Let $M_1, M_2$ two smooth manifolds, $F: M_1 \rightarrow M_2$ a smooth map and $f:M_2 \rightarrow \mathbb{R}$ a smooth function. I'm trying to prove that for any vector field $V$ on $M_1$, we have $V(F^*f)=DF(V)(f)$.
I know that $f$ is a 0-form and so we have $F^*f=f \circ F$, by definition. But then I don't really know what to do with that.
Moreover, I'm a bit confused with some point related to the application of $V$ on this pullback.
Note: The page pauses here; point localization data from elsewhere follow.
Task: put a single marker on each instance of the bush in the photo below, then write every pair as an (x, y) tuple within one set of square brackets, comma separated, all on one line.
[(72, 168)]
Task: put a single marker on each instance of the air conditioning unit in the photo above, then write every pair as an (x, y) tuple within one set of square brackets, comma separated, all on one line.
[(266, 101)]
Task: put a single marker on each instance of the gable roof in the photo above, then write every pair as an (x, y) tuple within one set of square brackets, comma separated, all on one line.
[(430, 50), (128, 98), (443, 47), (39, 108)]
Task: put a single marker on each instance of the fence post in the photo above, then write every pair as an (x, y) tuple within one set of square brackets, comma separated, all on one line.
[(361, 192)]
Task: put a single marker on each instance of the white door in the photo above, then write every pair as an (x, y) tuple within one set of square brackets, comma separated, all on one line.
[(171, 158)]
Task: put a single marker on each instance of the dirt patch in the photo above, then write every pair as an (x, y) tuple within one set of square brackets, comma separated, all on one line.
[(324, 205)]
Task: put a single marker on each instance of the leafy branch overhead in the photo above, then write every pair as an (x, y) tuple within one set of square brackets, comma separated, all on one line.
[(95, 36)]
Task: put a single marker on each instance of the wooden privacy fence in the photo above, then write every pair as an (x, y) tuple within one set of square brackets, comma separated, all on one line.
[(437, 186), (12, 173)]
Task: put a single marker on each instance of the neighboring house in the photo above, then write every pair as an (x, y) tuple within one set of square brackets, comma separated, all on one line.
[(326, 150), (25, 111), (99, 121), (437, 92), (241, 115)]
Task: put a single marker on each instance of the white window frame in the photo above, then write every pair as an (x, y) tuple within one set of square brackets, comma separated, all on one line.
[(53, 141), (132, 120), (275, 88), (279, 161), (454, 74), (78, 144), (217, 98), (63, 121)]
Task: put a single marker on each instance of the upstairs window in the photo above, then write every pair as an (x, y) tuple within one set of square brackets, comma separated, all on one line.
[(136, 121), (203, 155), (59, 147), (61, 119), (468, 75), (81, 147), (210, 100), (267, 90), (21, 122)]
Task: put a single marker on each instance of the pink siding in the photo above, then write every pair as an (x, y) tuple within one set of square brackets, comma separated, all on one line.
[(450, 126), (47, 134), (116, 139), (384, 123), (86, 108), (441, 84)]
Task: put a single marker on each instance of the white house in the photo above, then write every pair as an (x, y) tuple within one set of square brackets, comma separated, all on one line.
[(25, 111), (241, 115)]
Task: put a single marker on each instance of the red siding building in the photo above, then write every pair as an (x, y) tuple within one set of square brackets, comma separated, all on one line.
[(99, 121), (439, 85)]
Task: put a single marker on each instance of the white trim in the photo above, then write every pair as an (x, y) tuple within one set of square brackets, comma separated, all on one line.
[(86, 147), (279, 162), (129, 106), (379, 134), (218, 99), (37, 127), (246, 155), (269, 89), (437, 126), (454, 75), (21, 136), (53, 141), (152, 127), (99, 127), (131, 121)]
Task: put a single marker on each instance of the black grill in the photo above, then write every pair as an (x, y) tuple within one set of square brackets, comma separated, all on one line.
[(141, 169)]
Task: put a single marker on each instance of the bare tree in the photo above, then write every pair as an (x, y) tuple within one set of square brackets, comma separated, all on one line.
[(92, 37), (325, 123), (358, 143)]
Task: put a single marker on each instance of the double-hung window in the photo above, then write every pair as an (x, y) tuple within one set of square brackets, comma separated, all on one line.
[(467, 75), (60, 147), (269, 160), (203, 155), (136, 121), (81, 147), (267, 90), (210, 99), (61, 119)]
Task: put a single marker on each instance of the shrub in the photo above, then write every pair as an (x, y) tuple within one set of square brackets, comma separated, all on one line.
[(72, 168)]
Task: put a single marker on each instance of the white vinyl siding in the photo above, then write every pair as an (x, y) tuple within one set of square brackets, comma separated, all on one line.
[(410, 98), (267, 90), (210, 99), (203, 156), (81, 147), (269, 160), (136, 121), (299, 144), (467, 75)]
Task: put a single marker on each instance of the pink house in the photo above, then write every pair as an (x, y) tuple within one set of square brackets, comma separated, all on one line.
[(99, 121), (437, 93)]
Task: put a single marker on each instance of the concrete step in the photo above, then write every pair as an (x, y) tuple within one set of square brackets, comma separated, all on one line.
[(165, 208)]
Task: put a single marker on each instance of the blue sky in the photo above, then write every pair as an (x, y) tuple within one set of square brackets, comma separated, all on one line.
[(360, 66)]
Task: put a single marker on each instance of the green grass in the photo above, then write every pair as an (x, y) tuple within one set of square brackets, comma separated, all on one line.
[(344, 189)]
As far as I know, $V$ sends a point $x \in M_1$ to some vector $V_x \in T_xM_1$. But then, since $f \circ F$ is a map from $M_1$ to $\mathbb{R}$, we are not applying $V$ to a point. How does that make sense?
Thanks for the help!
Edit: Here's what I did so far. Since $dg(X)=X(g)$, we must have for all $x \in M_1$, $dF(V_x)(f)=V_x(f \circ F)=V(f\circ F)(x)$. On the other hand, by defintition, we have $V_x(F^*f)=V(f \circ F)(x)$. Does this sound reasonable?
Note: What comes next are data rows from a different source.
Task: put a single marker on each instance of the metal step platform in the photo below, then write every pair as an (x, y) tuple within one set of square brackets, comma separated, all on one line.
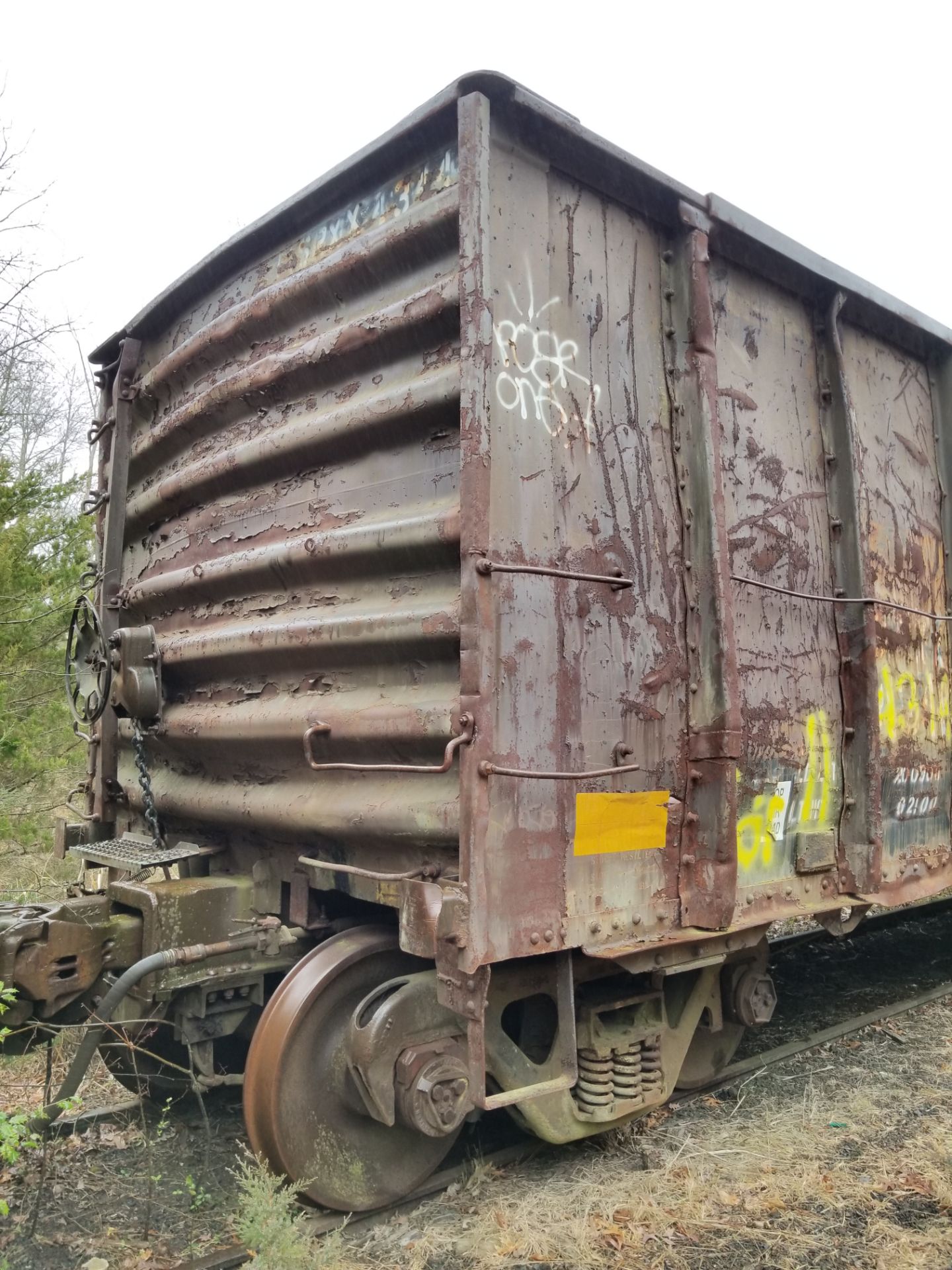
[(134, 853)]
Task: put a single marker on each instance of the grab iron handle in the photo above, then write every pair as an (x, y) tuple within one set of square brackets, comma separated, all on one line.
[(487, 769), (463, 738), (616, 581)]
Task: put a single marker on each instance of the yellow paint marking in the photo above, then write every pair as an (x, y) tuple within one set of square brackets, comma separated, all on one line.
[(619, 822)]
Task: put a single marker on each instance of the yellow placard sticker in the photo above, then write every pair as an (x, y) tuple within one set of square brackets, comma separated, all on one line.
[(619, 822)]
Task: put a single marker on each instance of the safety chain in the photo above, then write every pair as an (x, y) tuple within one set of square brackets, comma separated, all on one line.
[(149, 812)]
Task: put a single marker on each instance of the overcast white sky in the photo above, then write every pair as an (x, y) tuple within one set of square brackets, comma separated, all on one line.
[(165, 127)]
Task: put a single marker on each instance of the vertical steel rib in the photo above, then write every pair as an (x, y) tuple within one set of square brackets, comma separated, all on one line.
[(859, 840), (709, 865)]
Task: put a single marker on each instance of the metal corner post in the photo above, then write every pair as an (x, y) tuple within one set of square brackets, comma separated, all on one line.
[(113, 480), (859, 840), (709, 864)]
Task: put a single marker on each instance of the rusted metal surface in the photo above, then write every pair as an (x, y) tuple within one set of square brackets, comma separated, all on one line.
[(859, 847), (709, 863), (498, 423)]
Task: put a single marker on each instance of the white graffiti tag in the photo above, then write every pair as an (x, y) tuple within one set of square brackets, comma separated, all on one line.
[(539, 379)]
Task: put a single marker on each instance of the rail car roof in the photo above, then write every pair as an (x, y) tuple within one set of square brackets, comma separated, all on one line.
[(580, 154)]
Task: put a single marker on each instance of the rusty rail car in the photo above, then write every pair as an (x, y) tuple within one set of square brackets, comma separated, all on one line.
[(521, 581)]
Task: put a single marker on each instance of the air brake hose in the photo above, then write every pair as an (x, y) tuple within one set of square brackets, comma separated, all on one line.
[(120, 990)]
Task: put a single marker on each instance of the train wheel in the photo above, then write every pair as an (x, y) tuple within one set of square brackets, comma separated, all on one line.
[(709, 1054), (302, 1109)]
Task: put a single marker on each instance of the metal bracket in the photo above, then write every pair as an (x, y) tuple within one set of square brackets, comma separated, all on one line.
[(463, 738), (138, 683)]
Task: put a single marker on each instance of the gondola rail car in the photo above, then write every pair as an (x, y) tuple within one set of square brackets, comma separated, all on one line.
[(521, 581)]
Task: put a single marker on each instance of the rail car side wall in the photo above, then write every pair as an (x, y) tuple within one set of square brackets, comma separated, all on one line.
[(830, 486), (573, 468), (292, 534)]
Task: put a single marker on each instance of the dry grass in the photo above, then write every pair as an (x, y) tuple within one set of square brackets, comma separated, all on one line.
[(840, 1160)]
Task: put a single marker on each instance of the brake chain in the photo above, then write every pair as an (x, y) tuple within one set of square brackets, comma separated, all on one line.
[(149, 812)]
Perhaps it will be useful to look at the situation in local coordinates: fix local coordinates $x=(x^1,\dots,x^n)$ on $M_1$ and $y=(y^1,\dots,y^m)$ on $M_2$. The map $F$ will locally be written as $$F(x)=(F^1(x),\dots,F^m(x))$$ and for a vector field $V=v^a\partial_{x^a}$ we have \begin{equation} \begin{split} V_x(F^*f)=&v^a\partial_{x^a}\left(f(F^1(x),\dots,F^m(x))\right)=v^a(\partial_{y^b}f)(F(x))\partial_{x^a}F^b(x)=\\ =&\mathrm{d}f_{F(x)}\left((DF)_x(V)\right). \end{split} \end{equation} This last expression is just a different way to write the derivative of $f$ at the point $F(x)$ along the tangent vector $DF_x(V)\in T_{F(x)}M_2$, so the computation shows the formula you required.
P.s. to be honest, this formula is what I usually consider to be the definition of $DF:TM_1\to TM_2$. Perhaps you use a different definition?